In May, news broke that NCAA Divisions I, II and III will sponsor legislation to add STUNT, a competitive, cheer-based athletic program, as an emerging sport for women. The legislation will be voted on at the January 2023 NCAA convention.
At the same time, another sport, Collegiate Acrobatics & Tumbling, is already on the Emerging Sports list (it was added in June of 2020). What are the differences? What are the similarities? What should potential hosts know?
First, the basics. Acrobatics and tumbling is a program of the National Collegiate Acrobatics & Tumbling Association (NCATA) and USA Gymnastics sanctions all competitions (Acrobatics & Tumbling is a discipline of USA Gymnastics). For a profile of NCATA and its events, click here.
STUNT was developed by USA Cheer, the national governing body for competitive cheerleading in the USA. STUNT is an emerging sport under the California Interscholastic Federation (CIF). For a profile of STUNT and its events, click here.

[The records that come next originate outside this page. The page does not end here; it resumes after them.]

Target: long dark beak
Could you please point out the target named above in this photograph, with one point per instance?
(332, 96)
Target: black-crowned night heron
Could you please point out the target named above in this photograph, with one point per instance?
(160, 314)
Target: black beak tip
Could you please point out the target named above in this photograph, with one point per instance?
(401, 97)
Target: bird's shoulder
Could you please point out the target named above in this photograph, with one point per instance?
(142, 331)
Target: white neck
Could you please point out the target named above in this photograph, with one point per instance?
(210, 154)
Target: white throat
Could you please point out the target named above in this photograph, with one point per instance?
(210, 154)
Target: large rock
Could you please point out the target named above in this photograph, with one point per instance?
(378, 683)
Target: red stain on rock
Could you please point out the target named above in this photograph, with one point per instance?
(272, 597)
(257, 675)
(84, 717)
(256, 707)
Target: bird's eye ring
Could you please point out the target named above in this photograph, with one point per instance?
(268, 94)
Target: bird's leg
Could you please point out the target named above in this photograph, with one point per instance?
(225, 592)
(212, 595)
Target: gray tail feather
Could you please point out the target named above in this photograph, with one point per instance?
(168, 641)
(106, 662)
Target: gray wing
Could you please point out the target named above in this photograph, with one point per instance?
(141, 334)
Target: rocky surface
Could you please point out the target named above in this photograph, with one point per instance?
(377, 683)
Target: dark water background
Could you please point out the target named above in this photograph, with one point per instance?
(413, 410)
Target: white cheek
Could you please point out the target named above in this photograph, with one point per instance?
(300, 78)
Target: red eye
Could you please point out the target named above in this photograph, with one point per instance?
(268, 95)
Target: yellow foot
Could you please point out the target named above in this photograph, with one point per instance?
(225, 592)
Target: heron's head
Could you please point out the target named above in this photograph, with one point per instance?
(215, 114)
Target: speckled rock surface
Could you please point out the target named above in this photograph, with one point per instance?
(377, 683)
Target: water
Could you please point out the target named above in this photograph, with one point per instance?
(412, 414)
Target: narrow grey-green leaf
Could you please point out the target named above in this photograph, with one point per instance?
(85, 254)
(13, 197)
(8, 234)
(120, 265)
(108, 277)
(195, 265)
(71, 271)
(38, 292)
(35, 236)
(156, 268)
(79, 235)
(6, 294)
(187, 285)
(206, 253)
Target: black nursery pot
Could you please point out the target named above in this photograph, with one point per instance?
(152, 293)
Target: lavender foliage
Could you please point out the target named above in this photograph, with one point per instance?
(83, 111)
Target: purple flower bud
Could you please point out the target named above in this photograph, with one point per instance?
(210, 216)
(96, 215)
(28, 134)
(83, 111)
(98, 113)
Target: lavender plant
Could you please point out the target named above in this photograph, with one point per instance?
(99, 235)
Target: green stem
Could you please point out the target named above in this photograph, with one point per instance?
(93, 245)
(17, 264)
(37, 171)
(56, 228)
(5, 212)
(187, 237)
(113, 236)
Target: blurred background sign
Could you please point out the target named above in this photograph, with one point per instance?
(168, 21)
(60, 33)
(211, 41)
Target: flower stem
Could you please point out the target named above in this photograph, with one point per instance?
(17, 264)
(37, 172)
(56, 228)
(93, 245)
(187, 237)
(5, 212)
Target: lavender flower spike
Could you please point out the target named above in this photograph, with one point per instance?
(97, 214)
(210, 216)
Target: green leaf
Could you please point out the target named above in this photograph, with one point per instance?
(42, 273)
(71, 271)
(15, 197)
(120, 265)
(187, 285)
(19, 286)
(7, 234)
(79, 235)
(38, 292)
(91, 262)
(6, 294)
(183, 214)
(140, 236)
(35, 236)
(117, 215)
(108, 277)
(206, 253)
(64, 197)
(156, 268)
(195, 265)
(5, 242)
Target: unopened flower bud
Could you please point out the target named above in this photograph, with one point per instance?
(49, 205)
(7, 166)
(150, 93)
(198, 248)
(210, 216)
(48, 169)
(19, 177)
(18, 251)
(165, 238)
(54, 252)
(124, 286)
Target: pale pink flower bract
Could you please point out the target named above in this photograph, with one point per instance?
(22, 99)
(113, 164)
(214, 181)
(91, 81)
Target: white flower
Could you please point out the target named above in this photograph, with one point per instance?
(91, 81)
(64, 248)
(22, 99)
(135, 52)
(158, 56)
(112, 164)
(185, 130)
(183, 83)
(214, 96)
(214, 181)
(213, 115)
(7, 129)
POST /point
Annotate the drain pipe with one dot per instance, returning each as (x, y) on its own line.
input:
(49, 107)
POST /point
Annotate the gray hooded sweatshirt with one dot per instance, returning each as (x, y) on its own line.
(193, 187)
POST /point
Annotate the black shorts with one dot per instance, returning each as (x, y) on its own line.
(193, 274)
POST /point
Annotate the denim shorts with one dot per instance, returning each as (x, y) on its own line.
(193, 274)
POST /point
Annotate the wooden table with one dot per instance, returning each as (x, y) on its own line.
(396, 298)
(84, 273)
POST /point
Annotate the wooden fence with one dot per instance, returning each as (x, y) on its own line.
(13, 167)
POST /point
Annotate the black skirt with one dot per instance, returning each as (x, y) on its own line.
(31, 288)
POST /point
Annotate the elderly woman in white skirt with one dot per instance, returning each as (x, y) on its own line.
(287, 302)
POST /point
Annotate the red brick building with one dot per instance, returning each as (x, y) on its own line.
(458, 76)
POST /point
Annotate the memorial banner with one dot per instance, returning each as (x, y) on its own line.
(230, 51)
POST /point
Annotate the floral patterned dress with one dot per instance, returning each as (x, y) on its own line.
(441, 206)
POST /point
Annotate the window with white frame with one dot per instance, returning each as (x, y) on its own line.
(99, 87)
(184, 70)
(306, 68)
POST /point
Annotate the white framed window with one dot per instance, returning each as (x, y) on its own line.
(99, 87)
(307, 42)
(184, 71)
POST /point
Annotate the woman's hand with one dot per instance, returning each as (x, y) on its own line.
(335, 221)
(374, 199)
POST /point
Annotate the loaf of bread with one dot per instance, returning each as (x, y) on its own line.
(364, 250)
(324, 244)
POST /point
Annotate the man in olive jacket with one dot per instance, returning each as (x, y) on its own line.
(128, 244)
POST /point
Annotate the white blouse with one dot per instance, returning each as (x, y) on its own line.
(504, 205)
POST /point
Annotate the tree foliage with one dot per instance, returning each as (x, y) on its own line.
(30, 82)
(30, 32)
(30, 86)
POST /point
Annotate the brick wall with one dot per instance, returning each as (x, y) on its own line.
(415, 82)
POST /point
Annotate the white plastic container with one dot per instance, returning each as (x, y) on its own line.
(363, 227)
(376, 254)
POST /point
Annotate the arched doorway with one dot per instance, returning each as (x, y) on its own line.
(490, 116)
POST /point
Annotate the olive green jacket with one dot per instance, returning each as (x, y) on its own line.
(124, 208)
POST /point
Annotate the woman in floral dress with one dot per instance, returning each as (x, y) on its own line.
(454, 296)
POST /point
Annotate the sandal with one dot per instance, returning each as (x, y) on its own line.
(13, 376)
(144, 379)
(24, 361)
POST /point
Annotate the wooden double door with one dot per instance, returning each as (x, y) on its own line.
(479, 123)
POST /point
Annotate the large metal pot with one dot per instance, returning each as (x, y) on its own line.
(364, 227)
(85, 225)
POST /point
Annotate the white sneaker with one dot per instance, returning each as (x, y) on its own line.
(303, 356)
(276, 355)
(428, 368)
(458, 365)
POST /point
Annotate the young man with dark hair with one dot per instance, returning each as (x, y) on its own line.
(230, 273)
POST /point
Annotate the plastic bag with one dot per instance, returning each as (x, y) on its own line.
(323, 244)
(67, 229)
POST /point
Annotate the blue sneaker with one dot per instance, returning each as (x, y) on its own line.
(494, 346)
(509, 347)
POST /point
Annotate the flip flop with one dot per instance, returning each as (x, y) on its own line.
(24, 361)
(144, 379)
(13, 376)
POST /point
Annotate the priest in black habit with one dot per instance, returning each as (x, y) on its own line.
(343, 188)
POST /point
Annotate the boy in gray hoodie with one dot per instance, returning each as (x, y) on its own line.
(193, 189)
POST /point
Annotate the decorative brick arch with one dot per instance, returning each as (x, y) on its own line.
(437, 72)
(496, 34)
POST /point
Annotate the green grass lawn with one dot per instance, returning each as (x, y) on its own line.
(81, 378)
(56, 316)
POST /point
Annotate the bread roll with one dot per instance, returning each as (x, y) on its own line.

Both sports use skills and elements found in cheer, without the crowd-leading aspect. (In this respect, they are similar to all-star cheer programs, which are private gym-based programs that are not affiliated with a school; however, they are both college-centric and team-based sports that are aimed at providing opportunities for female athletes to use their cheerleading background in a competitive format after high school).
Program formats for each sport differ, however:
NCATA: Two or three teams may compete at once. Meets are divided into halves, each having three events. The first half consists of Compulsories, Stunt and Pyramid. The second half includes Basket Toss, Tumbling and Team Routine. Some skills performed are predetermined while others must meet certain criteria.
STUNT: Two teams compete head-to-head. Meets are divided into quarters. The first quarter is Partner Stunts, in which teams compete simultaneously on the mat. Group Jumps & Tumbling are performed in the second quarter, and teams compete individually. The third quarter consists of Pyramids/Tosses, and here, teams compete simultaneously. The fourth quarter is the Team Routine, in which teams compete individually. All skills performed, with the exception of Team Routine, are predetermined.
In STUNT, the team that is judged to have executed the skill best is able to win the round and the point and can determine which routine level will be called next.
Both sports are currently engaged in making the climb to the requisite number of 40 varsity programs to move forward to the NCAA governance structure for championship consideration.
STUNT, whose list of participating schools can be found here, has 37 varsity programs.
NCATA, whose list can be found here, is also growing.
"We currently have 43 programs who are sponsoring varsity Acrobatics & Tumbling," notes Janell Cook, executive director. "We are expecting other announcements this month, so we may be at 44 soon. To be eligible for championship status, 40 teams must reach NCAA sport sponsorship levels (minimum number of participants and competitions). We're working to get those programs that have recently announced up to speed!"
The NCAA Committee on Women’s Athletics is charged with identifying and managing progress of emerging sports for women. An emerging sport is a women’s sport recognized by the NCAA that is intended to help schools provide more athletic opportunities for women and more sport-sponsorship options for the institutions, and help that sport achieve NCAA championship status.
When the NCAA adopted the recommendations of the Gender Equity Task Force in 1994, one of the recommendations was the creation of the list of emerging sports for women. Nine sports were on that first list. In the past 21 years, some have become championship sports (beach volleyball, rowing, ice hockey, water polo and bowling), while others have been added to or removed from the list.
In addition to Acrobatics & Tumbling (and eventually, STUNT), current programs on the Emerging Sports for Women list (and the organizations working toward their adoption) are as follows:
- Equestrian (Divisions I and II only)
- Women’s wrestling
Bylaws require that emerging sports for women gain championship status (i.e., minimum 40 varsity NCAA programs for individual and team sports; with the exception of Division III requiring only 28 varsity programs for team sports) within 10 years or show steady progress toward that goal to remain on the list. Institutions may use emerging sports to meet minimum sports-sponsorship requirements and, in Divisions I and II, minimum financial aid requirements.
The most recent sport to reach 40 programs, and be eligible to achieve championship status, has been women’s triathlon, which hit its 40-school mark in February.
“Triathlon now has a few more steps to take on its way to being fully managed by the NCAA as a Championship event, including committee, council, divisional and budget approvals,” noted USA Triathlon’s Stephen Meyers in an article in SDM. “These details will be worked out, and USA Triathlon will continue to add more programs to grow the sport at the collegiate level.”